Cancer patients in developing countries are denied basic pain relief, often due to excessive fear of opiate abuse, the World Health Organization (WHO) warned on Thursday.

Two-thirds of industrialized countries have oral morphine, an opioid widely used to reduce severe pain, available in more than half of its pharmacies, against only 6% of poor countries, said Dr. Cherian Varghese, a WHO specialist

The UN agency is issuing new guidelines for health authorities around the world to deal with the pain that affects 55 percent of cancer patients receiving treatment and two thirds of patients with advanced or terminal cancer.

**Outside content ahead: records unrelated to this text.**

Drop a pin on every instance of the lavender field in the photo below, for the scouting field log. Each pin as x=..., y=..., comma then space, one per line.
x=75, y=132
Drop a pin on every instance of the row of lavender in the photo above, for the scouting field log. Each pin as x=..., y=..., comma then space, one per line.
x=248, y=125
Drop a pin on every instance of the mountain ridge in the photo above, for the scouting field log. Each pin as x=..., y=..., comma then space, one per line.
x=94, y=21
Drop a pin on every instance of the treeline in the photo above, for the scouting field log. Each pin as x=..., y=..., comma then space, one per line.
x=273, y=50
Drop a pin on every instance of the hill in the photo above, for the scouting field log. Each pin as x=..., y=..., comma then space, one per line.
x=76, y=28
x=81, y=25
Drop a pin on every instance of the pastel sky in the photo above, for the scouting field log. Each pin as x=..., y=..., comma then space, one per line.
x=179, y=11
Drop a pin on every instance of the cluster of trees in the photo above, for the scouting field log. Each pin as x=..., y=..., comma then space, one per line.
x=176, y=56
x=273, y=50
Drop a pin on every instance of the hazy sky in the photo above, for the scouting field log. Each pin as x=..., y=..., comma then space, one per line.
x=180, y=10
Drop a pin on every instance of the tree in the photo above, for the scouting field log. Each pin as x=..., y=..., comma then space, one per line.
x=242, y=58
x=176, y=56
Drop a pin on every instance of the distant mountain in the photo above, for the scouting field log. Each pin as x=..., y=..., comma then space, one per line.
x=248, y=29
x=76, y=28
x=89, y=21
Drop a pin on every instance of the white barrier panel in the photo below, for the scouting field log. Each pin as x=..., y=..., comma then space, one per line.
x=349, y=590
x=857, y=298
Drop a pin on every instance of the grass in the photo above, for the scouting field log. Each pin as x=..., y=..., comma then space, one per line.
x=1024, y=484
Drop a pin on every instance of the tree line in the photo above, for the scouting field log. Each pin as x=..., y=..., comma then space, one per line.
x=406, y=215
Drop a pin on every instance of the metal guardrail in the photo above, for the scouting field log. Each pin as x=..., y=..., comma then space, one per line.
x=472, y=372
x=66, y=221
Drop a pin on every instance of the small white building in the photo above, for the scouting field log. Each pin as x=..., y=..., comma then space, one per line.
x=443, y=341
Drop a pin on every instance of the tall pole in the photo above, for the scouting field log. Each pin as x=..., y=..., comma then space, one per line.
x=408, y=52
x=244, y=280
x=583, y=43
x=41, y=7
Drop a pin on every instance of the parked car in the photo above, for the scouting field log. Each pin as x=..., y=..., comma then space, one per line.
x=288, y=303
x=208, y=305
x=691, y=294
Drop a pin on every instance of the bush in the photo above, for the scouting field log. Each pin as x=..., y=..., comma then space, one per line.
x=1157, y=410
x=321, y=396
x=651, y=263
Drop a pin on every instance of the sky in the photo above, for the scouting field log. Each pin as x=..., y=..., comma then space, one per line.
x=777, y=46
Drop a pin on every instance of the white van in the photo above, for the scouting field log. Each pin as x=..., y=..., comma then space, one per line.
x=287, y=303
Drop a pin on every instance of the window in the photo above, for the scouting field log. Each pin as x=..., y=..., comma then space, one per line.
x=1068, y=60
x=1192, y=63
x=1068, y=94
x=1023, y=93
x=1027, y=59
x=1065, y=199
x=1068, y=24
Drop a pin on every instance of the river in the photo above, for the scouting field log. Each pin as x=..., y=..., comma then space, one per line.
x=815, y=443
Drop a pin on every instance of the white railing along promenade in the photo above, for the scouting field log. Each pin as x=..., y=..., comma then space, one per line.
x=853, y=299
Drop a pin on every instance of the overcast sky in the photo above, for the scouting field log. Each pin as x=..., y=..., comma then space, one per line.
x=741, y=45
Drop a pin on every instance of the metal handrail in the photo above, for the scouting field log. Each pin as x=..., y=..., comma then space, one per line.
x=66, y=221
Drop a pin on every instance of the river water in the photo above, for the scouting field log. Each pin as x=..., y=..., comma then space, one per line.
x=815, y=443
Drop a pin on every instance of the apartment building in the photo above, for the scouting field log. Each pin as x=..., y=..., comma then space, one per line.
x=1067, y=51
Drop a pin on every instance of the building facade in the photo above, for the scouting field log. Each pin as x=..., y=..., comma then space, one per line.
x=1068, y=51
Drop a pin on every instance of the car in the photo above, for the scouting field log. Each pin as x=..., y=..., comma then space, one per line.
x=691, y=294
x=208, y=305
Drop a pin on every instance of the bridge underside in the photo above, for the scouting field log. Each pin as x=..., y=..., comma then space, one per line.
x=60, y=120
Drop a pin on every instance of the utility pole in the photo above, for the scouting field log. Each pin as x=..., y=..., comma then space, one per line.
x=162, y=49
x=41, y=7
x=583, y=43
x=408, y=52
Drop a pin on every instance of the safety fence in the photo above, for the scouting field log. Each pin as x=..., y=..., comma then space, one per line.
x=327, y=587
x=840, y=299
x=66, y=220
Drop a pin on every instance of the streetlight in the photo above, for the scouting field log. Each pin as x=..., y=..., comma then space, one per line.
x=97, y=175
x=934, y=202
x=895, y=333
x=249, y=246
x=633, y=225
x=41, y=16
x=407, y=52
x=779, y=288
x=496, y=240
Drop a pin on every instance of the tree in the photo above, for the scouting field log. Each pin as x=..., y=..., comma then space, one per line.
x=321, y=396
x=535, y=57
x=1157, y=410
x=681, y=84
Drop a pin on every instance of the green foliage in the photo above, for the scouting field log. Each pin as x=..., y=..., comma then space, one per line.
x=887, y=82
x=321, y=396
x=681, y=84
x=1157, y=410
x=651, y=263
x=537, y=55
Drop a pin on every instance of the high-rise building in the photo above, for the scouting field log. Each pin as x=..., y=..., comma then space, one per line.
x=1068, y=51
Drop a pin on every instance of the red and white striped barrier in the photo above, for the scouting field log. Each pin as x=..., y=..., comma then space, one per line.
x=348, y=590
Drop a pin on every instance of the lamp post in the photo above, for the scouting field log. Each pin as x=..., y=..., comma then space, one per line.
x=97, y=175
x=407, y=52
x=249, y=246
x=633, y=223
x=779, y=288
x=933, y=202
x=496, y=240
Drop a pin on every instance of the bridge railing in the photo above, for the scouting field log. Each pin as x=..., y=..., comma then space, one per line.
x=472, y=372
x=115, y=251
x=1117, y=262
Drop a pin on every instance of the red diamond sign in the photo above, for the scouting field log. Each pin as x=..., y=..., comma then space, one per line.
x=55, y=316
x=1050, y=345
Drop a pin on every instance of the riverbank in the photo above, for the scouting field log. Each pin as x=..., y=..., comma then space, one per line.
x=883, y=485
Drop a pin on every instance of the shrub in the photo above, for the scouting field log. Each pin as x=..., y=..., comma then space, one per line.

"No one, neither cancer patients nor cancer patients, should live or die of pain in the 21st century," Dr. Etienne Krug, director of the WHO noncommunicable diseases department, said in a speech. of the world … these drugs circulate very freely, there is a real and justified fear of it, but it should not be at the expense of those who live with pain or die of pain. "

An outbreak of opioid overdoses in the United States, caused in part by over-prescriptions, caused more than 49,000 deaths last year, fueling fears of dependency elsewhere.

The WHO guidelines prescribe strict safety measures for the administration of substances that cause dependence, such as morphine, but say that in its oral variety is "an essential treatment for moderate to severe cancer pain."

Every year, there are 18.1 million new cases of cancer in the world and one in six deaths, approximately 9.6 million, is due to the disease, the WHO says in a report for World Cancer Day on the 4th. of February.